Plants like purple loosestrife, baby's breath, the ox-eye daisy are just a handful of flowers thought to be a good idea at the time by someone, but they are now deemed noxious weeds under the Noxious Weeds Act and cannot be deliberately grown in Manitoba.  The same for foxtail barley.

It's important to note the pretty white daisy with the bright yellow center of the ox-eye daisy that can be seen in many ditches and meadows is still included in some wildflower seed packages. It could be mistaken for a native wildflower, but it's not.

Purple loosestrife is famous for chocking out native plants that can't compete. 

The more infamous purple loosestrife was introduced in a similar way, either through contaminated seed, soil used for ship ballast, or deliberately by beekeepers in the 19th century, according to the national Invasive Species Centre headquartered in Ontario. 

More flowers that we're very familiar with are also on the Tier 2 noxious weed list for Manitoba: periwinkle (vinca), queen anne's lace, and yellow clematis.  You might think growing wild parsnip, St. John's-wort would be a healthy addition to your kitchen garden but wait.  They're both on Manitoba's noxious weed list.

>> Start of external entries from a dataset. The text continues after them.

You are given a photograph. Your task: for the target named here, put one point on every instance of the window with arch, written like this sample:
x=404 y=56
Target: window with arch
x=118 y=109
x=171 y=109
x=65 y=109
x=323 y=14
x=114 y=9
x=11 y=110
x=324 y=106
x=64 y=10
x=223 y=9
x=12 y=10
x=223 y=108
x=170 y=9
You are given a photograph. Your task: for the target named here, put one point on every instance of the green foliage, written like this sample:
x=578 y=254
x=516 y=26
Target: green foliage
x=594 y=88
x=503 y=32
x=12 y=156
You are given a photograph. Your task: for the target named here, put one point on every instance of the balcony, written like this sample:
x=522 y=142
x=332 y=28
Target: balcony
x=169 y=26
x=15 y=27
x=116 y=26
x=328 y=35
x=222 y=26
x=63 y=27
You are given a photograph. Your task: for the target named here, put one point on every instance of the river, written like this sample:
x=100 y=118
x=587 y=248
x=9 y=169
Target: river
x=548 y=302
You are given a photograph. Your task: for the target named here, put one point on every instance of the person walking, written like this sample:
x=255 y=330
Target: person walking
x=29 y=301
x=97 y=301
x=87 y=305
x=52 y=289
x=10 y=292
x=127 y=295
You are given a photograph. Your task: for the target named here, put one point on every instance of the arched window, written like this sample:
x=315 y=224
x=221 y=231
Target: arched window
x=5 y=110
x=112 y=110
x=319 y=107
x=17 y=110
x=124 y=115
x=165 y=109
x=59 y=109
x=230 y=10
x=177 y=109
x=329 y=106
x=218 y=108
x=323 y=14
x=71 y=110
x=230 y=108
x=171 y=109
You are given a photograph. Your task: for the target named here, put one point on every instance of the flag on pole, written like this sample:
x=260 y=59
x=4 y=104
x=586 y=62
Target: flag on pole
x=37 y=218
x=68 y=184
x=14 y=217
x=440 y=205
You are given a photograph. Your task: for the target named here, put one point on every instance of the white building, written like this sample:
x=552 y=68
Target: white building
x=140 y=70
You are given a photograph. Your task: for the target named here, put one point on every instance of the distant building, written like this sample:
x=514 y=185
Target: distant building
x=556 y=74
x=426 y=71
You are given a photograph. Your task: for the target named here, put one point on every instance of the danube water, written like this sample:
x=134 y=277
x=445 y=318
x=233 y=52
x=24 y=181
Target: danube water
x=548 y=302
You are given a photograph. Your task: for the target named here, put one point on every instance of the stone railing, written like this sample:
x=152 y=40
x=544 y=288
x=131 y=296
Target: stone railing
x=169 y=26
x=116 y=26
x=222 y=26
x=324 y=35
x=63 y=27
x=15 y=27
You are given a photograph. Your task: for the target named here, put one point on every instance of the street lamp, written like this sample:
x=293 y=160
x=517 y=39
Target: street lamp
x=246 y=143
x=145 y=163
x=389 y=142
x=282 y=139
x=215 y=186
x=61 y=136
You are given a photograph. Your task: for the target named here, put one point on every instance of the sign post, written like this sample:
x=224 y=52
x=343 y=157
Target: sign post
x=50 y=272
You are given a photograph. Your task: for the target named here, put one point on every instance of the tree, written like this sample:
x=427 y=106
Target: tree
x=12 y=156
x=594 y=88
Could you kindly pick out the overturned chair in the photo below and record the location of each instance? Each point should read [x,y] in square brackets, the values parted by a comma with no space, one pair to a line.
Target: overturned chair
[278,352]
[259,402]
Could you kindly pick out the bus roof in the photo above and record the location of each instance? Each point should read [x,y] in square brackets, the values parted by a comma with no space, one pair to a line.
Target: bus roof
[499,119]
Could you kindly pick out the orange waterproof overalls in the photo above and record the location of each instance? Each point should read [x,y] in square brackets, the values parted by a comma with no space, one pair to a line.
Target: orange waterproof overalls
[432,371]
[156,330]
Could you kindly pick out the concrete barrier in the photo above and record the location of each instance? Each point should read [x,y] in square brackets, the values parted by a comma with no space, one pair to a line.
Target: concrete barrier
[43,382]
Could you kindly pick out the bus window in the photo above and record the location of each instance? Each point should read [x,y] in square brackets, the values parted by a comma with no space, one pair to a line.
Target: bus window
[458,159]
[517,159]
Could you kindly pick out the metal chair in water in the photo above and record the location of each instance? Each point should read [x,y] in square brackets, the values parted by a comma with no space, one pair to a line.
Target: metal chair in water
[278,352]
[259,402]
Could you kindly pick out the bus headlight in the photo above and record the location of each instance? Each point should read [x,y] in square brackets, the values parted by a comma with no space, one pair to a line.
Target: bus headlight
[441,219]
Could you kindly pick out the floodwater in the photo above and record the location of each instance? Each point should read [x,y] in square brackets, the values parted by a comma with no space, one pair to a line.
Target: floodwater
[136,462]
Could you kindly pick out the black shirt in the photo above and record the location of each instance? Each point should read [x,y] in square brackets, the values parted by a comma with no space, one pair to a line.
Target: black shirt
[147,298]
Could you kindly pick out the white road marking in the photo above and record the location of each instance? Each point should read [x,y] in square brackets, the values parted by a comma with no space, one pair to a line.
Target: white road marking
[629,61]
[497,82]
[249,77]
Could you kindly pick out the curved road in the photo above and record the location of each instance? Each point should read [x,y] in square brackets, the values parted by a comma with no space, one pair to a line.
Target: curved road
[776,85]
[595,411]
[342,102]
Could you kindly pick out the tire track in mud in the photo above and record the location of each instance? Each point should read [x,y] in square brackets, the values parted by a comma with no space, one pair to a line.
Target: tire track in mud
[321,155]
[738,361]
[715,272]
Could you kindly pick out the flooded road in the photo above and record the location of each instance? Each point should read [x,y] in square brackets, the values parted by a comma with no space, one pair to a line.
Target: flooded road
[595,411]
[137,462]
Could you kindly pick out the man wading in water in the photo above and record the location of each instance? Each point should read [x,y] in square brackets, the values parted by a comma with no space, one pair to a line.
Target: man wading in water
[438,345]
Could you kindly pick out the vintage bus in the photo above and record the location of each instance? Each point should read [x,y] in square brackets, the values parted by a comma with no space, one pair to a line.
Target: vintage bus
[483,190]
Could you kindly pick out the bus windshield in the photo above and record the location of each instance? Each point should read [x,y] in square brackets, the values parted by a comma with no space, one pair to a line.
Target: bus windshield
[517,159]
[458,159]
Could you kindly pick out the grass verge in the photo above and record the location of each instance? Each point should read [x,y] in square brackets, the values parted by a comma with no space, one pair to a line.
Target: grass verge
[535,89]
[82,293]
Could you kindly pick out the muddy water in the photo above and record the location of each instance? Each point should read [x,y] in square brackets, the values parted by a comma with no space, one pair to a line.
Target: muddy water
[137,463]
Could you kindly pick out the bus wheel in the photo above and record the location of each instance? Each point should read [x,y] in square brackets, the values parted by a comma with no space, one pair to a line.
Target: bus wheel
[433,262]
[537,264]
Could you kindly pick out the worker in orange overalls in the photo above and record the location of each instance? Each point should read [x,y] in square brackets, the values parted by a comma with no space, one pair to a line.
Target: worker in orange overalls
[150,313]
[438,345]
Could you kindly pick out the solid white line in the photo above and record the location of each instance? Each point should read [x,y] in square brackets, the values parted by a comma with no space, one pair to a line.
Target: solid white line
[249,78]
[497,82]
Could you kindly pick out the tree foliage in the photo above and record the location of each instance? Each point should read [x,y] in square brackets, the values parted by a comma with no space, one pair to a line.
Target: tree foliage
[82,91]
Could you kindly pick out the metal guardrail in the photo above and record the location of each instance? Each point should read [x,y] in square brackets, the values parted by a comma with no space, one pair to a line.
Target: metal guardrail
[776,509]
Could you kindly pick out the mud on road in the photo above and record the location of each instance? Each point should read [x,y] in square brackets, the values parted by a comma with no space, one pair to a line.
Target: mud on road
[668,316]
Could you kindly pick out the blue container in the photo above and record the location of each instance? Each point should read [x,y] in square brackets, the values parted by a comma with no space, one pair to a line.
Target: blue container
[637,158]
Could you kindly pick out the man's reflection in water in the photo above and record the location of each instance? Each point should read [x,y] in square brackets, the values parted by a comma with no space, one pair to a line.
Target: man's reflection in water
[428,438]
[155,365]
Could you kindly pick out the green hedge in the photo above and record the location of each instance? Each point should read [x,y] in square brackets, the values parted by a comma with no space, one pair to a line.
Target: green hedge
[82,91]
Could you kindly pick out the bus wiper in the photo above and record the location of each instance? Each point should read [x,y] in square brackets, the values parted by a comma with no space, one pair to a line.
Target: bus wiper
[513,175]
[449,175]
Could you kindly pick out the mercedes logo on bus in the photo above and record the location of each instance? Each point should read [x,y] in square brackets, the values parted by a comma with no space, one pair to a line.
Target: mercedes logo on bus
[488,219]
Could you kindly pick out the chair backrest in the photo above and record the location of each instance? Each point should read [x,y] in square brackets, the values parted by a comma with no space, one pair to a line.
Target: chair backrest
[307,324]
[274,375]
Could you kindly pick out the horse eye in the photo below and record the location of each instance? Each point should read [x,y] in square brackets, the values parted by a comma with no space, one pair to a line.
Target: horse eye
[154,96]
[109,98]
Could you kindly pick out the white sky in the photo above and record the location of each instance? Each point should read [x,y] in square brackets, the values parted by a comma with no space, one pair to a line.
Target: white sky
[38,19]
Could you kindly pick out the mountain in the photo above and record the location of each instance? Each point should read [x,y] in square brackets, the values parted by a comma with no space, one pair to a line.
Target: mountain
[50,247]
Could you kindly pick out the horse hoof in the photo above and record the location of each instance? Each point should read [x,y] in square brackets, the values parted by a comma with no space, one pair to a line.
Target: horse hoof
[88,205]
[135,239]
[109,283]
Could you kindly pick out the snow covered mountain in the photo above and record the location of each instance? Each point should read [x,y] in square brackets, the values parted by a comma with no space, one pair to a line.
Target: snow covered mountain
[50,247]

To see the list of common names and their scientific names of Manitoba's noxious weed list, click HERE, the Province of Manitoba's website.

Plant lovers in general should also be cautious when buying exotic plants.  Having them outside in the summertime and allowing them to go to seed could open up a pandora's box where there's no turning back once the wind picks those tiny seeds up and spreads them far and wide.

Applied Research Specialist for Westman Agricultural Diversification Organization with Manitoba Agriculture, Scott Chalmers, says the best way to tackle any plant that is growing aggressively in your garden or landscaping scheme should be dug up by the roots and discarded properly by burning.  He advises not to simply bring the dead plants to the dump as that can simply be transplanting your problem to the dump, where the plant will go to seed and reproduce.  

But first, Chalmers cautions gardeners to be familiar with the plants they're adding to their flower beds and be careful with what you're introducing from other parts of the country, or from another country.